Cheating, plagiarism and dishonesty on campus will be the focus of a town hall meeting, which will seek to clarify what constitutes as academic dishonesty.

The meeting, which will take place tomorrow in 3222 Angell Hall from 4 to 5 p.m., is being held in response to growing concern over incidents of academic dishonesty both on campus and at universities across the country.

“Almost any research you might do on this topic makes references to the fact that academic incidents are rising in this country. One could probably assume, at the very least, that the opportunity to be dishonest is far greater today than in the past,” said Louis Rice, coordinator of the College Academic Judiciary Committee.

Student observations of cheating on campus support Rice’s view that cheating is prevalent at the University.

“I think a lot of times it happens in social studies and language classes where you have more of an opportunity to cheat because the class is interactive,” an LSA freshman said who wished to remain anonymous. “I think everyone (has) cheated once in their life, intentionally or unintentionally. As human beings, it is innate for us to cheat.”

University faculty are currently more concerned with clarifying the issue and learning more about its effects on campus before taking any direct measures against the acts. Tomorrow’s meeting will deal more with education than with establishing guidelines for punishment, organizers said.

“Even if we talk of a sense of community integrity, the more important issue is personal integrity,” Rice said. “And while we’ve been talking about initiating a dialogue this year on academic integrity, we might not come up with solutions as much as we will raise awareness of the issue.”

The accessibility of information through the Internet and other forms of mass media has complicated the problem, and many University faculty members said they believe that academic dishonesty needs to be redefined in the context of new avenues of information.

“Much has changed in regard to the Internet. In English, at least, that certainly accounts for a huge amount of what we see in regards to plagiarism,” English Prof. John Whittier-Ferguson said.

Increasing occurrences of plagiarism and cheating have incited other universities, such as Duke University and the University of Virginia, to implement strict honor codes as a preventive measure for dishonest behavior.

This may be one possible way for the University of Michigan to address incidences of academic dishonesty before freshmen ever enter the classroom.

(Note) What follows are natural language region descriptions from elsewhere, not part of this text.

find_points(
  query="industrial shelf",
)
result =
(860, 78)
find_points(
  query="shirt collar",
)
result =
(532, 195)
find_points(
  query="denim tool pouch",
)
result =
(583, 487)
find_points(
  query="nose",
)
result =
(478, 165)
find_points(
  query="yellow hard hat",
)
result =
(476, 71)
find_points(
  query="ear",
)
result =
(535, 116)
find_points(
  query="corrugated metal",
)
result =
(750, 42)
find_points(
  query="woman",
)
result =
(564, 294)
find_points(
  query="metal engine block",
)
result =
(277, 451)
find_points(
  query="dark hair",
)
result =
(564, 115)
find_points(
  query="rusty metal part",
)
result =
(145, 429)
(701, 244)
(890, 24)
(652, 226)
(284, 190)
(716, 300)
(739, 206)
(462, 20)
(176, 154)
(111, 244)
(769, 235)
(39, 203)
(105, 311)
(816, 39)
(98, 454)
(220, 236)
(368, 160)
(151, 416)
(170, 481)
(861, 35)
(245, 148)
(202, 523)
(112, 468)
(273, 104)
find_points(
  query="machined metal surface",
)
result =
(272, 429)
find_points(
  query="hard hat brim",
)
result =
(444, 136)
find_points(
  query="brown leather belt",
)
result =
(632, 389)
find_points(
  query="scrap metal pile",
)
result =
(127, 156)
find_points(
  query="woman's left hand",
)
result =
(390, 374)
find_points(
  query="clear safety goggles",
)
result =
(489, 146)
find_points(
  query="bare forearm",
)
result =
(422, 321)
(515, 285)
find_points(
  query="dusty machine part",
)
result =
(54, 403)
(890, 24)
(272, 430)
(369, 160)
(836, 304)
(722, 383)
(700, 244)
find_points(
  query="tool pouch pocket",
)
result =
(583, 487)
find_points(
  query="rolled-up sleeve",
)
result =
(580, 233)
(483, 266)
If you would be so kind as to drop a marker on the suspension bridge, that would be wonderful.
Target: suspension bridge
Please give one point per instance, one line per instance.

“Maybe the best we can hope for is that the presence of an honor code will clarify what our expectations as a college are with respect to academic integrity. You’re going to have to look pretty far and wide to find that definition here right now,” Rice said.

But some students are hesitant to believe that this would be an effective measure for eliminating inappropriate behavior.

“I don’t think (honor codes) would have much of an effect because I know a lot of professors who already do that when they give tests. I think a lot of students just wouldn’t follow it,” LSA senior Christina Chau said.

In spite of this skepticism, honor codes remain a possibility for the future. LSA Student Government has created an Honor Code Implementation Task Force to push for a standard of integrity.

“I believe that an honor code would enforce the idea that honesty is essential to our university,” task force chair Jesse Knight said.

The University has also created a website focusing on academic integrity to stimulate conversation between students and faculty in hopes of finding a solution.

“In the larger sense, the whole premise of the university is that people are working in a large group with a common purpose; and when you violate the trust within that group, you can destroy the respect for that institution,” Whittier-Ferguson added.